We've been years getting that trailer on line, and the sucessful conclusion of this project marks an important milestone in Windward's growth. When we first arrived here in the woods, we had to cluster around the utilities; now we're established to the point where we can build where we want to, and run the utilites where we want them.
Everyone's health is good, and we seem to have come through the dark days of December pretty well. When the moist coastal winds encounter the cold air seeping in from the east, the result is fog, and we've seen Decembers here in the woods where we were fog bound for as much as three weeks at a stretch without a peep of sunshine. That sort of dark, damp cold weather can be rough on folks emotionally, but this year has been pretty good. With daytime high temps near 50, it hardly seemed like December at all.
We've seen winters where we're socked in with snow and ice for up to four months, from mid-November to mid-March, so each day we go beyond the start of our winter season, is one day less of winter. At this point, worst case, we're only looking at two months of hard winter this year.
Heather's recuperation from her back surgery is coming along well, but it's hard to be patient and lay there long enough to let the tissues mend as they're supposed to. There's every sign that she'll be up and about come spring, so that's good news.

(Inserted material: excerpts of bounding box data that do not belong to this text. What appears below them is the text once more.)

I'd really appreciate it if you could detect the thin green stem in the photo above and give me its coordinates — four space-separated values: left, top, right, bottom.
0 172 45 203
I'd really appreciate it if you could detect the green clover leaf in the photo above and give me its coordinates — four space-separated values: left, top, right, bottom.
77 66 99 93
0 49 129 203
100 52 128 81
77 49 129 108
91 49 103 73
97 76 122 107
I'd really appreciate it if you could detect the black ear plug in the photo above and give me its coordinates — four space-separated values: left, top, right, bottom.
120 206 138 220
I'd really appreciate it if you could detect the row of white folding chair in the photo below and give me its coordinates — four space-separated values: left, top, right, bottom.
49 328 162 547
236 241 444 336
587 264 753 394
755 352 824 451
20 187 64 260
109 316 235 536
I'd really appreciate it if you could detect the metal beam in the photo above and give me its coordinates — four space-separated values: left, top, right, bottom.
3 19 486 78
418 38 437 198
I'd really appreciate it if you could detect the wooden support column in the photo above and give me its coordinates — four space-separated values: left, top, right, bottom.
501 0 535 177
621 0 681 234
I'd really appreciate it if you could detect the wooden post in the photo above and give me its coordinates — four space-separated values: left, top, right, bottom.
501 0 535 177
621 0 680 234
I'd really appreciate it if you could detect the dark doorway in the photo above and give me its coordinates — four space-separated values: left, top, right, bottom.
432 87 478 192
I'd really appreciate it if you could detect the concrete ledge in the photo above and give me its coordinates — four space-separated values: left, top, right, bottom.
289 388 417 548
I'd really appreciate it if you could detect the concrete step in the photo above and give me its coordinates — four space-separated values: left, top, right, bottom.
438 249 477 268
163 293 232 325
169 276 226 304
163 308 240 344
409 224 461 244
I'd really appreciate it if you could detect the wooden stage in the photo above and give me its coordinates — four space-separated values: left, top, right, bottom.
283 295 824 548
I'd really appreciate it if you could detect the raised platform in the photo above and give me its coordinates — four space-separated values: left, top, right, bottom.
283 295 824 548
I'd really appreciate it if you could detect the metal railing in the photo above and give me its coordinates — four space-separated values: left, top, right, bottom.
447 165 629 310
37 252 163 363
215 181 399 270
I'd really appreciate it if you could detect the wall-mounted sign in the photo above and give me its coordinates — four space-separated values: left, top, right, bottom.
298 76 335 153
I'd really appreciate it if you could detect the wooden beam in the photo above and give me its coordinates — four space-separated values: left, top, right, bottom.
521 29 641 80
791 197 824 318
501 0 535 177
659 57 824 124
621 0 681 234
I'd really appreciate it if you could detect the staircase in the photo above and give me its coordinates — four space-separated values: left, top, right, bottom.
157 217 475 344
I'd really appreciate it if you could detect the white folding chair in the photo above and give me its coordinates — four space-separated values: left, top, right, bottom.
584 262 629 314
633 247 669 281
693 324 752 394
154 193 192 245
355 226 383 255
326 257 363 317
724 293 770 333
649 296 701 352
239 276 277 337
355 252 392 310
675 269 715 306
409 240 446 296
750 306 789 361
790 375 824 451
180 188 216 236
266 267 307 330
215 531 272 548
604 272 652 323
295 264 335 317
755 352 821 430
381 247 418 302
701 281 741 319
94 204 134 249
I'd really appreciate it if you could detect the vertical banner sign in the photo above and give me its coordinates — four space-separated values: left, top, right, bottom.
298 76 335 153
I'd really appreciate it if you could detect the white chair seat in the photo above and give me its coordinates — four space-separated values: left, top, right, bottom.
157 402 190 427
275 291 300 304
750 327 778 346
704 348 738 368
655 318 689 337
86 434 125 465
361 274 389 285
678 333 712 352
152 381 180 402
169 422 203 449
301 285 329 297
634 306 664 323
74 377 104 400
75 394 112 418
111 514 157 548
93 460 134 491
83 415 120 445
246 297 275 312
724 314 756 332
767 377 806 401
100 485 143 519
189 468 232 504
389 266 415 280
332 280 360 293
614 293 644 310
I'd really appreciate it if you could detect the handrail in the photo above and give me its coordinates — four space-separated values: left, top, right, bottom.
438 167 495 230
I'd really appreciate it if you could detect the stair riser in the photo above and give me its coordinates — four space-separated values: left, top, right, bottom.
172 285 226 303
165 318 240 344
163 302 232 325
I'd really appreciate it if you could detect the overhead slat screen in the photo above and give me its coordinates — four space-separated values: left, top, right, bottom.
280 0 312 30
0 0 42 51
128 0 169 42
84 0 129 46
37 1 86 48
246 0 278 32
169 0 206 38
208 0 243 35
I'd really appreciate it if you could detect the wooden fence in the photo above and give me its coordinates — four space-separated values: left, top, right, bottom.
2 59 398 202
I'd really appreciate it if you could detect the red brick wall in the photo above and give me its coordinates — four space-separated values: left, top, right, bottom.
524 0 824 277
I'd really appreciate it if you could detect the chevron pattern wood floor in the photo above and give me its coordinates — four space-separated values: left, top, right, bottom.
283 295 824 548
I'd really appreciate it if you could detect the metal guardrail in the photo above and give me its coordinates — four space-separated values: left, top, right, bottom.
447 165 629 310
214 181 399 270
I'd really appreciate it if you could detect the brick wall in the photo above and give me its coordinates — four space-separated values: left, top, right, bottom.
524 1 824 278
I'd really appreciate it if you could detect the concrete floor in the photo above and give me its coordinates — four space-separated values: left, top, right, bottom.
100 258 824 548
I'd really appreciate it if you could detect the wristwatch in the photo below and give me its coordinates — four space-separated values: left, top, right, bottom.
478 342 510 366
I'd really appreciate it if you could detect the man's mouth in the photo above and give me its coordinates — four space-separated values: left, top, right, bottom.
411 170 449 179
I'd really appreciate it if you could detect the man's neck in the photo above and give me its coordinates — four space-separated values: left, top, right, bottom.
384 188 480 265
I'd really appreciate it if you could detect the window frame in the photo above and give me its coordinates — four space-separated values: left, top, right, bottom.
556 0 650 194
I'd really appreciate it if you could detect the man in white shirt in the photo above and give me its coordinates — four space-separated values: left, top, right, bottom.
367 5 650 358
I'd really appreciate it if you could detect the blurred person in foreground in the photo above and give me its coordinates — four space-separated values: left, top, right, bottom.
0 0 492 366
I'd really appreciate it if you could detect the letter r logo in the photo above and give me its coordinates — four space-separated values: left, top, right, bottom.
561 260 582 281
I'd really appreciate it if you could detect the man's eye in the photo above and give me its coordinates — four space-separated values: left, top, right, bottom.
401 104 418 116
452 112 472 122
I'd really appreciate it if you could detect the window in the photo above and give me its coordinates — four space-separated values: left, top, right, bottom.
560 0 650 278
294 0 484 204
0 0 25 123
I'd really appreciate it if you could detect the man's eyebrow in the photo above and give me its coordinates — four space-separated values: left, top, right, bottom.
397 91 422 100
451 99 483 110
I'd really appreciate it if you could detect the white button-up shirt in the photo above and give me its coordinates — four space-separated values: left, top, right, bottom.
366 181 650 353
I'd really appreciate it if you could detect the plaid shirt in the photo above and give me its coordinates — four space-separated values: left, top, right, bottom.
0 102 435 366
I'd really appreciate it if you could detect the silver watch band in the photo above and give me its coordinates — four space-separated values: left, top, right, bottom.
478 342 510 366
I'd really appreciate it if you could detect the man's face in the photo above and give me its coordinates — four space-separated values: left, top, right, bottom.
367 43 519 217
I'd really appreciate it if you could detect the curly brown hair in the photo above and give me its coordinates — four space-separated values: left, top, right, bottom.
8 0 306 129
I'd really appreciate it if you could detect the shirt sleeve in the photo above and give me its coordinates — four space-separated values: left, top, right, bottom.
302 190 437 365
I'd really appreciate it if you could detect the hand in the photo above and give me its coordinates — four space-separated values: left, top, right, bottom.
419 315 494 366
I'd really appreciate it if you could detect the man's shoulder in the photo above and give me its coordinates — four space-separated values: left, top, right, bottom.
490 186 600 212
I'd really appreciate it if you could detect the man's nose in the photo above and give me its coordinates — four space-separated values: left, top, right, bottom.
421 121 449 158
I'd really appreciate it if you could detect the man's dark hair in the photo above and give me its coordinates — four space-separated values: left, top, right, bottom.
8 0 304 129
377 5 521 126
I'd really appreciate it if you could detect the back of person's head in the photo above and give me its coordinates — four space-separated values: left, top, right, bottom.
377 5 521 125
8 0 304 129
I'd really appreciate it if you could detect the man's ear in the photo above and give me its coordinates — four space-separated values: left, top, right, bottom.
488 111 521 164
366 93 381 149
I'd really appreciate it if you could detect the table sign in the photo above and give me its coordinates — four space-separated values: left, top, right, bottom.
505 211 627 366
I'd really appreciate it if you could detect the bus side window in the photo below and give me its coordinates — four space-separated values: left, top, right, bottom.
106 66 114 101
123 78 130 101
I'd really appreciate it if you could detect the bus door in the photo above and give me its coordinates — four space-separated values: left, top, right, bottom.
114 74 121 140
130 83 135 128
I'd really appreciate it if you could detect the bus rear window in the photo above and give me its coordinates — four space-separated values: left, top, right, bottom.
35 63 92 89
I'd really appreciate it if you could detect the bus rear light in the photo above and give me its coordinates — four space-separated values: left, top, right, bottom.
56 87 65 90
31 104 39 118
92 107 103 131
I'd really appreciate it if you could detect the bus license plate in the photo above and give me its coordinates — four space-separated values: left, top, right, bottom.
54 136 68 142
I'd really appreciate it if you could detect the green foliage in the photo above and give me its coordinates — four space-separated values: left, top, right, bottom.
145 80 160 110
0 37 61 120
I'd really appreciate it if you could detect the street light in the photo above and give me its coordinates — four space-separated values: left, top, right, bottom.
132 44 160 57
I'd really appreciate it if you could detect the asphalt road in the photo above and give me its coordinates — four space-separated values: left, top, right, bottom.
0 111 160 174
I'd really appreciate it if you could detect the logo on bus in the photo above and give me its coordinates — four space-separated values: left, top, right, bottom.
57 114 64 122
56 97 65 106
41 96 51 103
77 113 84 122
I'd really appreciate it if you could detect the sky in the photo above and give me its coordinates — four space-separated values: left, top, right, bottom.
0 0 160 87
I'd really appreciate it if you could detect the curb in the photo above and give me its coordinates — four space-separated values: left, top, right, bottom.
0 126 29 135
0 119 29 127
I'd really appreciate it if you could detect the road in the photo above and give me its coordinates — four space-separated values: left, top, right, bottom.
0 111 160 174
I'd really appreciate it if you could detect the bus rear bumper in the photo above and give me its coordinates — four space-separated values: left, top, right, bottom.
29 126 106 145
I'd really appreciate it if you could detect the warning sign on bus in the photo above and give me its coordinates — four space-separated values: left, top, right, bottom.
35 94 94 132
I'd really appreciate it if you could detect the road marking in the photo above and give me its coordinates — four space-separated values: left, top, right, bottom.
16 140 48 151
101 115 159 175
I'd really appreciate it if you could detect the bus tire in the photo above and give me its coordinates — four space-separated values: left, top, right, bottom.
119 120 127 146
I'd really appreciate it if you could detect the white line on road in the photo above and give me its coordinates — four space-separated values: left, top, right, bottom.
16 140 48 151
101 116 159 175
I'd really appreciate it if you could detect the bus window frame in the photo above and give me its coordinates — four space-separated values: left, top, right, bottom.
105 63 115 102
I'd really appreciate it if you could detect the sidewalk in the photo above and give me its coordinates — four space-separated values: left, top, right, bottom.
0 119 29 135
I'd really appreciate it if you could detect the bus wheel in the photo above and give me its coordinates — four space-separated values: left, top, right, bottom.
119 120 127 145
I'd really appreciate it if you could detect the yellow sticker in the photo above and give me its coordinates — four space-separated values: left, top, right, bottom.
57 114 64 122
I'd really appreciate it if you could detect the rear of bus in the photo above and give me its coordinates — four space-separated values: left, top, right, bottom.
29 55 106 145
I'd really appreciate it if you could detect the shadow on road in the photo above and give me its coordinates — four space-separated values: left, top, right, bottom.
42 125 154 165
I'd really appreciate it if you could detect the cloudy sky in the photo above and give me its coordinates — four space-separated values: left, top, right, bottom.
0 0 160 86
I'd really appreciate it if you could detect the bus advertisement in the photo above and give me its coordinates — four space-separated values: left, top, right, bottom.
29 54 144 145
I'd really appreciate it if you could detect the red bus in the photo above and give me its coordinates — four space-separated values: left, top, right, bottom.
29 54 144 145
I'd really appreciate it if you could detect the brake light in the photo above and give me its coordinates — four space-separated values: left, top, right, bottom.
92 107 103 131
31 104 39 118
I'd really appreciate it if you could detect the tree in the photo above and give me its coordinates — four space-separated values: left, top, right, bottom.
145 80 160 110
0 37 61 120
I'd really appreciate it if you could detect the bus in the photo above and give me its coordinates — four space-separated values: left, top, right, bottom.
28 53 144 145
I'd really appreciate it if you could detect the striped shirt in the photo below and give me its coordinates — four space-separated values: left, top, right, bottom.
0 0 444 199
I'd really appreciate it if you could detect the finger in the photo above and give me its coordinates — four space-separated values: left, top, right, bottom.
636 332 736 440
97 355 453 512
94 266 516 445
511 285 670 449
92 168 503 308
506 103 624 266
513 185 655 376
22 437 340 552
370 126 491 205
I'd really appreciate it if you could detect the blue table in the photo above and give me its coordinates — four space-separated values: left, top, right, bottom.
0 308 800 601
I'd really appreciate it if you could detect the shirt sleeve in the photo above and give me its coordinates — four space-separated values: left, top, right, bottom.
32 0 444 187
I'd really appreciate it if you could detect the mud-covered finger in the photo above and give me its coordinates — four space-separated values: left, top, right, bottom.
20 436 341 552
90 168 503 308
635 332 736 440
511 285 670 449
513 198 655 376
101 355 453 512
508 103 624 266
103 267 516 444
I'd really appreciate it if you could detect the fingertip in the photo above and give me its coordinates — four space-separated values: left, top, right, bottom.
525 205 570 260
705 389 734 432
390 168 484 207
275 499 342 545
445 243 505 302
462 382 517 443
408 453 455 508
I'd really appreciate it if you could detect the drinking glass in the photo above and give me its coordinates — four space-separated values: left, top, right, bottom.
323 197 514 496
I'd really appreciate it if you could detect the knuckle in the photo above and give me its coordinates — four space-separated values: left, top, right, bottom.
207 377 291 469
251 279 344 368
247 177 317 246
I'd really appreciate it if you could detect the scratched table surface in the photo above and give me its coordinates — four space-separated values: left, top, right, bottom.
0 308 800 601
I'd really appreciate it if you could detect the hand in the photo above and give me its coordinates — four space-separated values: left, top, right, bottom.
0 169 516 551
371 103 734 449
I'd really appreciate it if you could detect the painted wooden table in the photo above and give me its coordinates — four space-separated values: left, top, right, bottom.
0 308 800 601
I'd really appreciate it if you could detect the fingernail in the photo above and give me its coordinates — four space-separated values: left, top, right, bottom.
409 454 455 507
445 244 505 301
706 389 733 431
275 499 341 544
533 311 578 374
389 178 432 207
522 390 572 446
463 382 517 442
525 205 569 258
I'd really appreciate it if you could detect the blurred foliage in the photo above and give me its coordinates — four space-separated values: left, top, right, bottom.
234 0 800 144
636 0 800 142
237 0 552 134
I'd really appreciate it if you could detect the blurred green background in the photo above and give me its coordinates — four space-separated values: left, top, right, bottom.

Bob2 and Cindy made the decision to hold off on breeding the goats this year, so we won't be having any new kids before April. Given the uncertainties of the new year, the decision was made that it was best to get the winter over with before dealing with the joy of having the annual crop of 80 some baby goats underfoot.
The lambs will be starting in February, but they're more naturally equiped to deal with cold weather than the goats are. Most of our caprine stock is of nubian lineage, as in the Nubian hills of central Africa. They're hot weather goats, and don't have much use for winter.
December/January is the ideal birthing time at Windward, a compromise that's timed so that the lambs and kids are old enough to start grazing when the new spring grass begins to grow in March and April. Delaying the birthing will delay the maturation of the kids and lambs, but we felt that this year the delay was warranted.
And so the end of the year finds us well and resting, staying close to the kitchen and making sure the animals are cared for. It's been a year of achievement and growth, and all in all, we're proud of what we've accomplished in this, our twelveth year on the land.